Funds need to engage with members and their insurance providers in order to help overcome the under insurance problem in this country. A recent roundtable held by Investment & Technology, in conjunction with MetLife Insurance, discussed the mechanisms by which funds can engage with members including better data mining and tailoring of communication to certain demographics.
Participants at the roundtable were:
• John Jones, executive manager member services, MTAA Super
• Glenn Palmer, general manager, insurance, AustralianSuper
• Mario De Bono, senior insurance consultant, IFS Insurance Broking
• Joe Farrugia, secretary, Catholic Superannuation Fund
• Frances Magill, chief executive, Statewide Superannuation
• Mark Griffiths, principal. Rice Warner Actuaries
• Geoff Brooks, manager, communications, Equipsuper
• David Atkin, chief executive, Cbus
• Rex Phillipott, chief executive, Astarra Funds Management
• Julie Lander, chief executive, Care Super
• Michael Bailey, editor, Investment & Technology
• Amanda White, journalist, Investment & Technology
• Tassin Barnard, chief executive, MetLife Insurance
• Aaron Stokeld, institutional business development manager,
MetLife Insurance Michael Bailey: We have a number of super fund CEO’s and insurance executives in the room today. What do you think are the reasons for the possible perception among people who have considered their insurance, that group insurance is adequate?
Julie Lander: We found that only about 30 per cent of our members even realise they have insurance cover, and that’s up from 20 per cent the last time we surveyed. So it’s just not an issue that is on their radar. I think people like to put it off because they don’t want to think that anything’s going to happen to them and so therefore I’ll just put that off and therefore it won’t.
Michael Bailey: In terms of a real life example of a fund currently looking at a communication campaign around insurance MTAA Super is, as we speak, preparing an upcoming campaign around the introduction of age based defaults.

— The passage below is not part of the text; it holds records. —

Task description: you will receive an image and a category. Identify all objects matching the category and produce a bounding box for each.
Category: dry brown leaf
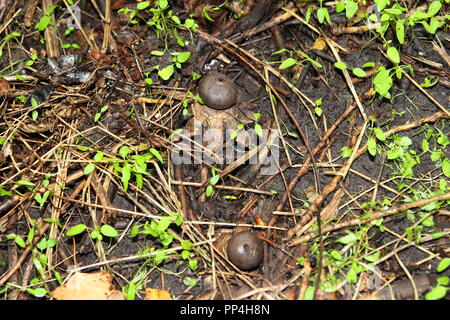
[144,288,173,300]
[53,272,124,300]
[320,189,344,221]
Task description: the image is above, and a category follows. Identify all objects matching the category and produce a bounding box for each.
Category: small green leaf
[352,68,367,78]
[386,47,400,64]
[14,236,25,248]
[100,224,119,238]
[341,146,353,158]
[158,64,174,81]
[149,148,164,163]
[334,61,347,70]
[278,58,297,70]
[121,164,131,191]
[83,163,95,175]
[255,123,263,137]
[428,1,442,17]
[425,286,447,300]
[373,128,386,141]
[189,259,198,271]
[367,138,377,156]
[66,223,87,237]
[119,146,130,159]
[205,185,214,197]
[330,250,342,261]
[314,107,323,117]
[136,1,150,10]
[345,0,358,19]
[150,50,164,57]
[442,158,450,178]
[437,258,450,272]
[183,277,198,287]
[364,251,381,262]
[336,232,358,244]
[209,175,220,186]
[177,51,191,63]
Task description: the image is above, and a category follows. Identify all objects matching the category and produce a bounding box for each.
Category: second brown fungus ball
[227,231,264,271]
[198,72,239,110]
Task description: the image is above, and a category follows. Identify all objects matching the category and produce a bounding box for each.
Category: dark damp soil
[0,0,450,299]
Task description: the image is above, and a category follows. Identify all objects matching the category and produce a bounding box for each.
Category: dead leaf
[144,288,173,300]
[53,272,124,300]
[320,189,344,221]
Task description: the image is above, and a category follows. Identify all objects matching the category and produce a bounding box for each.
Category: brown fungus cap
[227,231,264,270]
[198,72,238,110]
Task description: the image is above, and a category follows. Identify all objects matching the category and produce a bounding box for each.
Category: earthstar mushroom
[227,231,264,271]
[198,72,239,110]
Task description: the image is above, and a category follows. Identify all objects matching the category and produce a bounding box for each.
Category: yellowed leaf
[53,272,124,300]
[144,288,173,300]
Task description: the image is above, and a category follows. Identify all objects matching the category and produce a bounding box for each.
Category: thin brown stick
[290,192,450,246]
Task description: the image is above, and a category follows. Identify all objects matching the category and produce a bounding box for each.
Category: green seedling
[205,168,220,197]
[425,258,450,300]
[66,223,119,241]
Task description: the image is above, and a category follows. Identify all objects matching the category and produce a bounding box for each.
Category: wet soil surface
[0,0,450,299]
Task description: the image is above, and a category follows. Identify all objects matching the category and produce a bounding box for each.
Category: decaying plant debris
[0,0,450,300]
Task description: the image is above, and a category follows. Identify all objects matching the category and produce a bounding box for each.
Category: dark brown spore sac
[227,231,264,271]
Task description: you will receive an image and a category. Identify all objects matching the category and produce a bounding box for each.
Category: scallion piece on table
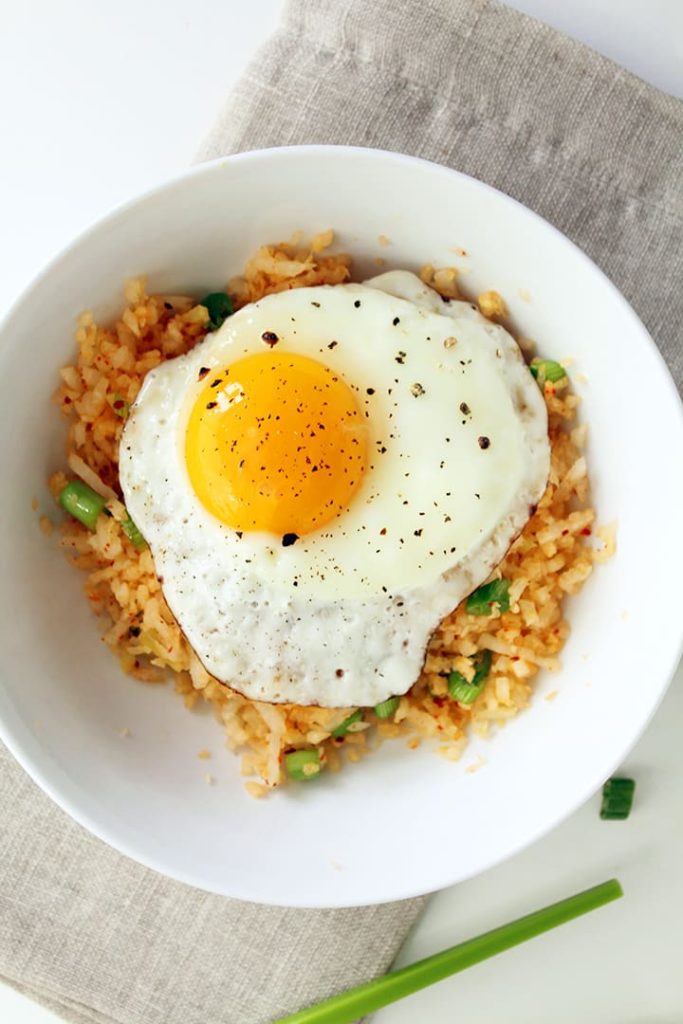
[600,778,636,821]
[331,708,362,739]
[449,650,493,705]
[200,292,233,331]
[466,580,510,615]
[285,746,323,782]
[373,697,400,718]
[121,515,147,551]
[59,480,106,530]
[529,359,566,384]
[274,879,624,1024]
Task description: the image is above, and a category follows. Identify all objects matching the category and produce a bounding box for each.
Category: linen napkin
[0,6,683,1024]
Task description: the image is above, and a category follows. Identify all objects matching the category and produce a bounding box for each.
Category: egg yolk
[185,351,368,536]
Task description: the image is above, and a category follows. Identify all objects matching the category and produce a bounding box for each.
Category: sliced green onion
[600,778,636,821]
[529,359,566,384]
[59,480,106,529]
[285,748,323,782]
[467,580,510,615]
[112,394,130,420]
[200,292,233,331]
[373,697,400,718]
[332,708,362,739]
[449,650,492,705]
[121,515,147,551]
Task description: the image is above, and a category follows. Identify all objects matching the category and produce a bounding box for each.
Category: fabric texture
[0,0,683,1024]
[200,0,683,387]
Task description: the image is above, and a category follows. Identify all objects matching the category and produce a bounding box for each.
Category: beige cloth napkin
[0,0,683,1024]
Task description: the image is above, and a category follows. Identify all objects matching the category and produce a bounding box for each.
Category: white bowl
[0,146,683,906]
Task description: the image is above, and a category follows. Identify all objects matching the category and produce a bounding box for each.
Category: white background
[0,0,683,1024]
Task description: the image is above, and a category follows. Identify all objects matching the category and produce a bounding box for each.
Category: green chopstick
[274,879,624,1024]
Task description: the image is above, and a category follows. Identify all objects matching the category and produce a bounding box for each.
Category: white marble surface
[0,0,683,1024]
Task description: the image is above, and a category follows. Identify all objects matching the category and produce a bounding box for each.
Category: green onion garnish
[59,480,106,529]
[529,359,566,384]
[449,650,492,705]
[285,746,323,782]
[121,515,147,551]
[331,708,362,739]
[466,580,510,615]
[373,697,400,718]
[200,292,233,331]
[600,778,636,821]
[112,394,130,420]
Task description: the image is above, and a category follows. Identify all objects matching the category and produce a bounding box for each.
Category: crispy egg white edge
[120,271,550,708]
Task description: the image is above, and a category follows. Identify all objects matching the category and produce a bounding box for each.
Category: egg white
[120,271,550,707]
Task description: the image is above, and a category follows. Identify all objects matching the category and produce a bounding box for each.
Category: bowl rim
[0,144,683,908]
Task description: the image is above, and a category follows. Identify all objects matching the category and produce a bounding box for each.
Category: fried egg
[120,271,550,708]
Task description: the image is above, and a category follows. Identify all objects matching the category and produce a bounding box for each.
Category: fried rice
[42,231,614,797]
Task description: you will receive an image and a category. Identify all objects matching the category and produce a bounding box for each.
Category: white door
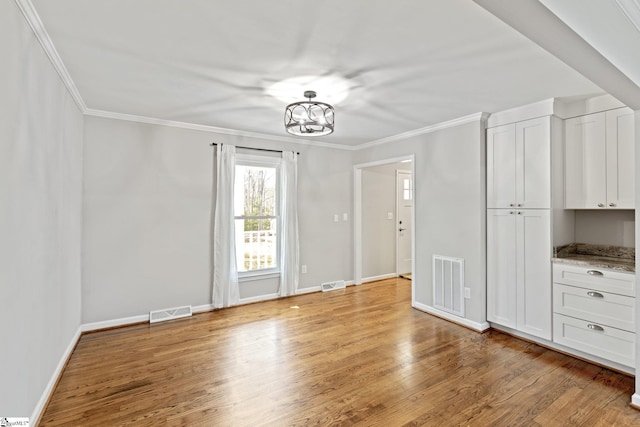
[514,209,552,340]
[487,209,517,329]
[396,170,413,276]
[515,117,551,209]
[487,124,516,208]
[607,108,635,209]
[564,112,607,209]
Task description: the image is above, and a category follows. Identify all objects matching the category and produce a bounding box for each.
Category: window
[234,156,280,276]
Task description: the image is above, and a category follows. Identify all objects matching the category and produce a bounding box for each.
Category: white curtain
[213,144,240,308]
[278,151,300,296]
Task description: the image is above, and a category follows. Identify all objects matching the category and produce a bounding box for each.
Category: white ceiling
[32,0,602,146]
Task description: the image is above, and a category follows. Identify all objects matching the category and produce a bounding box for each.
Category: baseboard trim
[631,393,640,411]
[238,294,280,305]
[81,314,149,332]
[29,326,82,426]
[490,323,635,376]
[191,304,215,314]
[411,301,491,332]
[296,286,322,295]
[362,273,398,283]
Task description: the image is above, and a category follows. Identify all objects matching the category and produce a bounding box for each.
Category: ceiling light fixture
[284,90,335,136]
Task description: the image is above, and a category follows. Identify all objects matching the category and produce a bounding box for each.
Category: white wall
[0,1,82,421]
[82,117,352,323]
[576,210,636,247]
[354,120,486,323]
[362,163,402,280]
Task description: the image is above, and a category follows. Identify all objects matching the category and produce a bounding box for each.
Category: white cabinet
[487,116,551,209]
[565,108,635,209]
[487,209,551,339]
[553,264,636,367]
[607,108,635,209]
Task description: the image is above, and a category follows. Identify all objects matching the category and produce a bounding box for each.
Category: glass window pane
[235,218,278,272]
[234,165,276,216]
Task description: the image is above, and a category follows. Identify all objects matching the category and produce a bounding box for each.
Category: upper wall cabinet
[565,108,635,209]
[487,117,551,209]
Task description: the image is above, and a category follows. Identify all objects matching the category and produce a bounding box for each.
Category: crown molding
[355,113,489,150]
[85,108,354,151]
[616,0,640,32]
[15,0,87,113]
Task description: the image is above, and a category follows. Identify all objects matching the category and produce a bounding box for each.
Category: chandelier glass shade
[284,90,335,136]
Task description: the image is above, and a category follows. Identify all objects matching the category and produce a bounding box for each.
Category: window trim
[233,154,283,283]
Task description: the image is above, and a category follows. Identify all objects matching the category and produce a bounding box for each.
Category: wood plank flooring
[40,279,640,426]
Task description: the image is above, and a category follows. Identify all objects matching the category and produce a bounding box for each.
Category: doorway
[396,171,413,279]
[354,155,416,294]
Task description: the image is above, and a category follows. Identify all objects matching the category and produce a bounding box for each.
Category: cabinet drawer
[553,314,636,367]
[553,263,636,297]
[553,283,636,332]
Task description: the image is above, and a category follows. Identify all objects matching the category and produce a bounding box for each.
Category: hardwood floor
[40,279,640,426]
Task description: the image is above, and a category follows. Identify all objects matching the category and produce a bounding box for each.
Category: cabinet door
[487,124,516,208]
[565,113,607,209]
[607,108,635,209]
[487,209,516,328]
[516,117,551,209]
[515,209,552,340]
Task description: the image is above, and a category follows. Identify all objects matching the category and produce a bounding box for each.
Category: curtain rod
[209,142,300,156]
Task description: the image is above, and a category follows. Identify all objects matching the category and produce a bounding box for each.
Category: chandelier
[284,90,334,136]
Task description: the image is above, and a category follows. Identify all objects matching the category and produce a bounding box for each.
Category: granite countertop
[551,243,636,273]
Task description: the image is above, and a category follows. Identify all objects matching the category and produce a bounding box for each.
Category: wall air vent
[149,305,192,323]
[320,280,345,292]
[433,255,464,317]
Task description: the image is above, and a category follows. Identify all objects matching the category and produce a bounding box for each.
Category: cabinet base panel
[489,323,640,376]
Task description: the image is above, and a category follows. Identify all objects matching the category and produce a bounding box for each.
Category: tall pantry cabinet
[487,116,562,340]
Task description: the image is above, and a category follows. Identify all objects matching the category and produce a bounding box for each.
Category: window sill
[238,270,280,283]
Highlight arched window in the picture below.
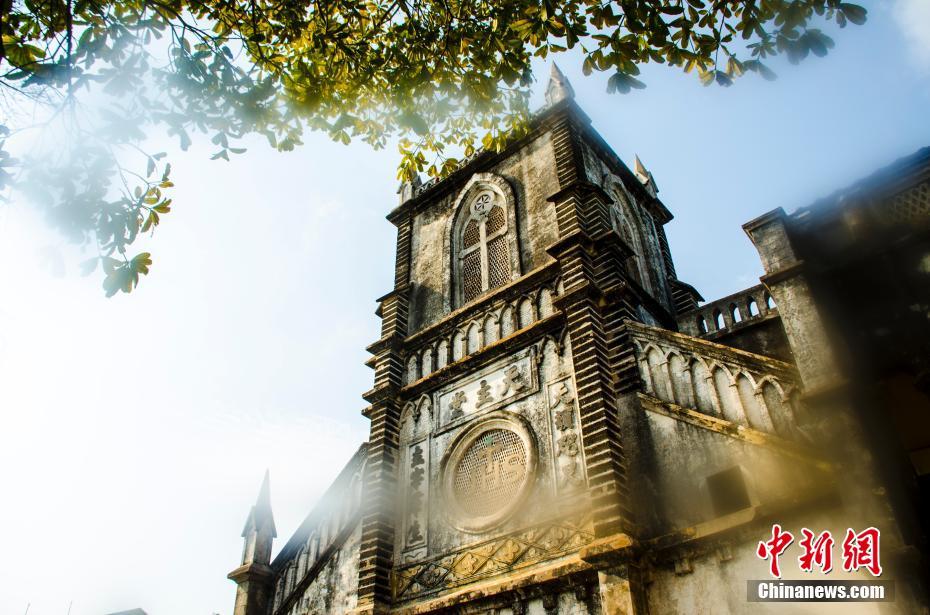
[453,173,520,305]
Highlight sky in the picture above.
[0,0,930,615]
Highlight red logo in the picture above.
[756,523,882,579]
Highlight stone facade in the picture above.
[230,69,930,615]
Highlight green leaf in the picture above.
[840,2,868,26]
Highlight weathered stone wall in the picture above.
[582,142,674,313]
[395,336,591,601]
[287,524,362,615]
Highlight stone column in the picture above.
[356,214,412,614]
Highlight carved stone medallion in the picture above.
[442,412,537,532]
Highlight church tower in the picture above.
[229,61,930,615]
[357,65,696,613]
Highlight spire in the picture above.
[227,470,278,615]
[546,62,575,107]
[397,174,423,205]
[242,470,278,538]
[633,156,659,196]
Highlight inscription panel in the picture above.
[438,349,539,429]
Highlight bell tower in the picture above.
[357,66,687,613]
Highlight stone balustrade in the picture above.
[678,284,777,337]
[627,323,803,439]
[404,269,562,385]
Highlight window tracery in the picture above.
[453,176,519,305]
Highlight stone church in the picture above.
[229,68,930,615]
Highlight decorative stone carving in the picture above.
[392,517,594,600]
[478,380,494,408]
[441,412,537,532]
[437,349,539,428]
[548,377,585,491]
[404,441,427,549]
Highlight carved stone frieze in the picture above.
[392,518,594,601]
[437,349,539,429]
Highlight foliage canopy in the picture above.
[0,0,866,296]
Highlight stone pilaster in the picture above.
[743,208,838,391]
[549,108,632,537]
[357,217,411,613]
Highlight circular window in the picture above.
[443,412,536,531]
[471,190,494,218]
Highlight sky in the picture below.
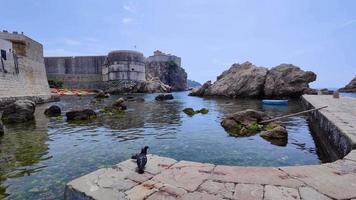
[0,0,356,88]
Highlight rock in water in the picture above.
[95,91,110,99]
[146,61,188,91]
[44,105,61,117]
[112,98,127,110]
[183,108,195,116]
[260,125,288,139]
[131,146,149,174]
[155,94,174,101]
[339,76,356,92]
[264,64,316,97]
[221,109,268,136]
[2,100,36,123]
[0,122,4,136]
[66,109,96,121]
[189,81,212,97]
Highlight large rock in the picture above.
[155,94,174,101]
[189,81,212,97]
[145,62,188,91]
[339,76,356,92]
[2,100,36,123]
[205,62,268,98]
[44,105,61,117]
[221,109,268,136]
[105,78,171,94]
[0,122,4,136]
[66,109,96,121]
[264,64,316,97]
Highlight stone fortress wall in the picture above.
[146,50,182,67]
[0,31,51,104]
[45,50,181,89]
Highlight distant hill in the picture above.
[187,79,201,88]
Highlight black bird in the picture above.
[131,146,149,174]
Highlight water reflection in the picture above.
[0,92,328,199]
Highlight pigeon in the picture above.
[131,146,149,174]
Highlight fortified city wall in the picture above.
[0,31,51,107]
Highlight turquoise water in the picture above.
[0,92,321,199]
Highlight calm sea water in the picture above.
[0,92,321,199]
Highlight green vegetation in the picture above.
[48,80,63,88]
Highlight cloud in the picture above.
[121,17,134,24]
[340,19,356,28]
[63,38,81,46]
[123,5,136,13]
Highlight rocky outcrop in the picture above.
[190,62,316,98]
[145,61,188,91]
[2,100,36,123]
[105,78,171,94]
[0,122,4,136]
[155,94,174,101]
[66,109,96,121]
[44,105,61,117]
[339,76,356,92]
[221,109,268,136]
[264,64,316,97]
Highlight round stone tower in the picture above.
[103,50,146,81]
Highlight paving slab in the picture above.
[232,184,263,200]
[211,165,304,188]
[152,161,214,192]
[281,165,356,199]
[299,187,331,200]
[264,185,300,200]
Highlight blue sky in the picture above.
[0,0,356,87]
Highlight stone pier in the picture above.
[65,96,356,200]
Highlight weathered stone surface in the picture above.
[299,187,331,200]
[189,81,212,97]
[2,100,36,123]
[281,164,356,199]
[147,185,187,200]
[221,109,267,136]
[345,150,356,162]
[125,180,163,200]
[192,62,268,98]
[211,165,303,188]
[0,122,4,136]
[66,109,96,121]
[198,180,235,199]
[94,91,110,99]
[264,185,300,200]
[155,94,174,101]
[260,126,288,139]
[339,76,356,92]
[264,64,316,97]
[181,192,223,200]
[146,62,188,91]
[44,105,62,117]
[233,184,263,200]
[117,154,177,175]
[152,161,214,192]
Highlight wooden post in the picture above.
[259,106,328,124]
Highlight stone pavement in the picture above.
[303,95,356,148]
[65,150,356,200]
[65,95,356,200]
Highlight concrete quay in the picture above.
[64,96,356,200]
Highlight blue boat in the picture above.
[262,99,288,105]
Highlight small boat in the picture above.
[262,99,288,105]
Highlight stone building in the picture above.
[0,31,50,106]
[146,50,181,67]
[102,50,146,81]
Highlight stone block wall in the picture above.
[0,32,50,104]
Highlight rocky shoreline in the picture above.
[190,62,316,98]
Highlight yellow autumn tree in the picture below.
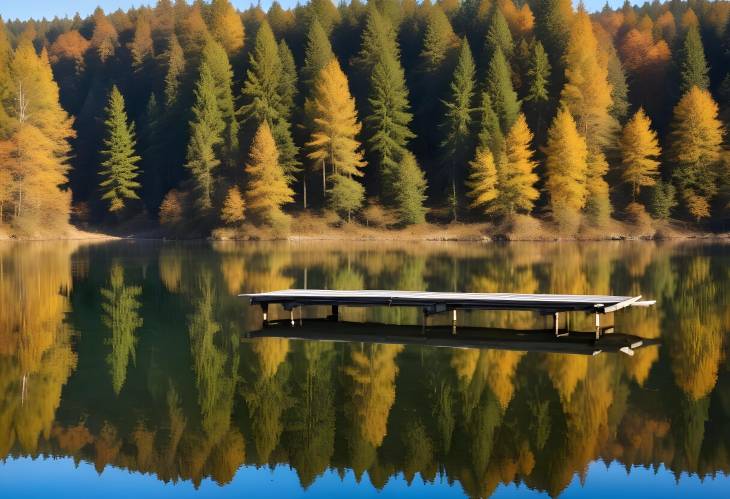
[0,37,75,232]
[208,0,245,55]
[544,107,588,231]
[670,86,723,220]
[619,108,662,200]
[466,148,498,213]
[246,121,294,221]
[221,186,246,224]
[561,5,617,148]
[493,113,540,217]
[305,59,367,196]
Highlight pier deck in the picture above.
[239,289,655,338]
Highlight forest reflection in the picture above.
[0,242,730,497]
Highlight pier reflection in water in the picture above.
[0,242,730,497]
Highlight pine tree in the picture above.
[330,173,365,222]
[221,186,246,225]
[202,39,238,168]
[670,86,723,220]
[305,59,366,201]
[466,147,499,214]
[302,17,335,88]
[165,34,185,110]
[484,5,515,60]
[525,41,550,136]
[208,0,245,56]
[240,20,299,182]
[395,152,427,225]
[477,92,504,156]
[99,85,142,213]
[245,121,294,223]
[441,38,476,219]
[420,5,458,75]
[561,6,618,151]
[679,26,710,94]
[619,108,662,200]
[485,48,520,134]
[185,63,226,217]
[360,8,414,203]
[240,20,283,127]
[493,113,539,217]
[544,108,588,232]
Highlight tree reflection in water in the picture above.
[0,242,730,497]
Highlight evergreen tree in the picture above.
[619,108,662,200]
[165,34,185,110]
[441,38,476,220]
[202,39,238,168]
[420,5,458,75]
[477,92,504,156]
[485,47,520,134]
[240,20,299,182]
[395,152,427,225]
[670,86,723,220]
[185,63,226,217]
[484,5,515,60]
[330,173,365,222]
[466,147,499,214]
[360,8,414,203]
[679,26,710,94]
[245,121,294,223]
[240,20,284,127]
[525,41,550,137]
[99,85,142,213]
[305,59,366,201]
[302,17,335,89]
[208,0,245,56]
[544,108,588,232]
[493,113,539,217]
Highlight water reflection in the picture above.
[0,242,730,497]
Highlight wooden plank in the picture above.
[240,289,641,313]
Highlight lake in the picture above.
[0,241,730,498]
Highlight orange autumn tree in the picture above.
[246,121,294,223]
[670,87,724,220]
[619,108,662,200]
[0,37,75,232]
[544,108,588,231]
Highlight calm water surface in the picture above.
[0,242,730,498]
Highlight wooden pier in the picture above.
[239,289,656,339]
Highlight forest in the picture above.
[0,0,730,236]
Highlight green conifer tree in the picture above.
[485,48,520,134]
[484,5,515,60]
[185,63,226,217]
[441,38,476,219]
[395,152,427,225]
[99,85,142,213]
[679,26,710,94]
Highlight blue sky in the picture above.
[0,0,623,19]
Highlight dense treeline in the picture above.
[0,0,730,233]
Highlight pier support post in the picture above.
[261,303,269,327]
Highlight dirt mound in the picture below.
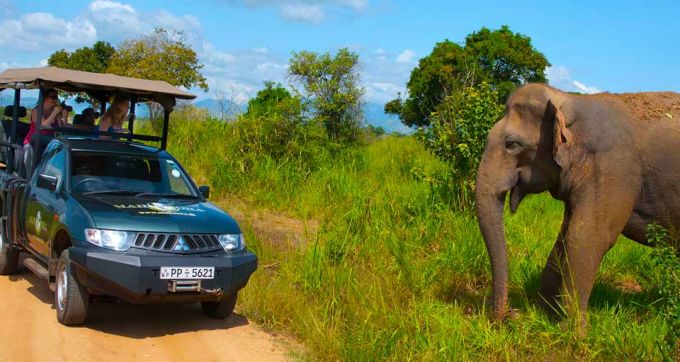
[595,92,680,120]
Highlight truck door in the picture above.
[26,144,66,259]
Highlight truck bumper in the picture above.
[69,248,257,304]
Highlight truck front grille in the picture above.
[134,233,222,253]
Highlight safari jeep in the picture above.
[0,67,257,325]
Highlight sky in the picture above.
[0,0,680,113]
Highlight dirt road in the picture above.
[0,269,287,362]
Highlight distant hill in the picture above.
[0,91,413,134]
[194,98,413,134]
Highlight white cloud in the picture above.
[0,0,16,19]
[397,49,416,63]
[222,0,368,25]
[572,80,602,94]
[280,4,326,24]
[0,13,97,51]
[545,66,602,94]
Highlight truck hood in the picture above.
[74,195,241,234]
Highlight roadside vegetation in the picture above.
[151,112,680,360]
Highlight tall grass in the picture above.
[147,114,678,361]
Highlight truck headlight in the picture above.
[85,229,134,251]
[219,234,246,253]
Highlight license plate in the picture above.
[161,266,215,280]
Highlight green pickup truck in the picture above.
[0,67,257,325]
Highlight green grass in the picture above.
[147,115,678,361]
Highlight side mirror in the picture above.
[38,174,59,192]
[198,186,210,199]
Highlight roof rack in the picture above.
[0,67,196,175]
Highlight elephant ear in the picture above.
[547,100,573,168]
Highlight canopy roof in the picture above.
[0,67,196,109]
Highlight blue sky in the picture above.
[0,0,680,108]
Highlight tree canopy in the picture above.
[385,26,550,126]
[47,41,116,73]
[107,29,208,91]
[246,81,301,116]
[288,48,364,141]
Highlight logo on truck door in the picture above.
[113,202,204,216]
[35,211,43,234]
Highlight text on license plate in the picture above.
[161,266,215,279]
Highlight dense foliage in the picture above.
[417,83,503,208]
[385,26,550,126]
[47,41,116,73]
[107,28,208,91]
[288,48,363,143]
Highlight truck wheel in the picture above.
[0,224,19,275]
[201,293,238,319]
[54,250,90,326]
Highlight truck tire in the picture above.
[0,222,19,275]
[201,293,238,319]
[54,249,90,326]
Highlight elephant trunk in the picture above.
[475,144,517,320]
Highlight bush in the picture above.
[417,83,503,208]
[647,224,680,358]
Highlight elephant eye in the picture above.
[505,139,524,150]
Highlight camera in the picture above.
[59,102,73,112]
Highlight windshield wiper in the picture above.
[135,192,198,199]
[82,190,139,196]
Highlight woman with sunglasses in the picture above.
[24,89,69,145]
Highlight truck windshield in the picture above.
[71,151,196,197]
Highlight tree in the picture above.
[419,82,504,208]
[385,26,550,126]
[107,28,208,123]
[465,25,550,103]
[246,81,302,116]
[288,48,364,142]
[47,41,116,73]
[107,28,208,92]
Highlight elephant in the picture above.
[475,84,680,327]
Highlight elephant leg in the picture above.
[538,214,568,315]
[559,192,633,335]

John Jones: Membership of the Retail Motor Trades which is our membership is basically male and basically quite young, and has very low levels of account balance. So they’re not interested in super. They’re not interested in their super fund, and so engaging with them with communication is a constant challenge. We all know that.
We’re trying to take a holistic approach where things like improving the offer itself so that we increase the level of default cover. Introducing TPD as part of that default cover, and that’s us catching up to the rest of the industry I suspect. Making it easy for automatic acceptance limits to be available to members, up to five units within six months of them joining, without a medical statement, and a range of other things that improve the offering. But as well as that, we’re trying to make the process of applying for insurance a lot easier. We’ve put in place a dedicated insurance group within our fund team and the administration company, SuperPartners. We’re involving a medical practitioner group to assist members to arrange medicals, get their reports done, follow up for bloods and anything else that needs to be done. So making the process a lot easier. Even to the extent of…our marketing plan, trying to engage more with our younger membership by sponsorship of motor sport which again fits very neatly with the membership.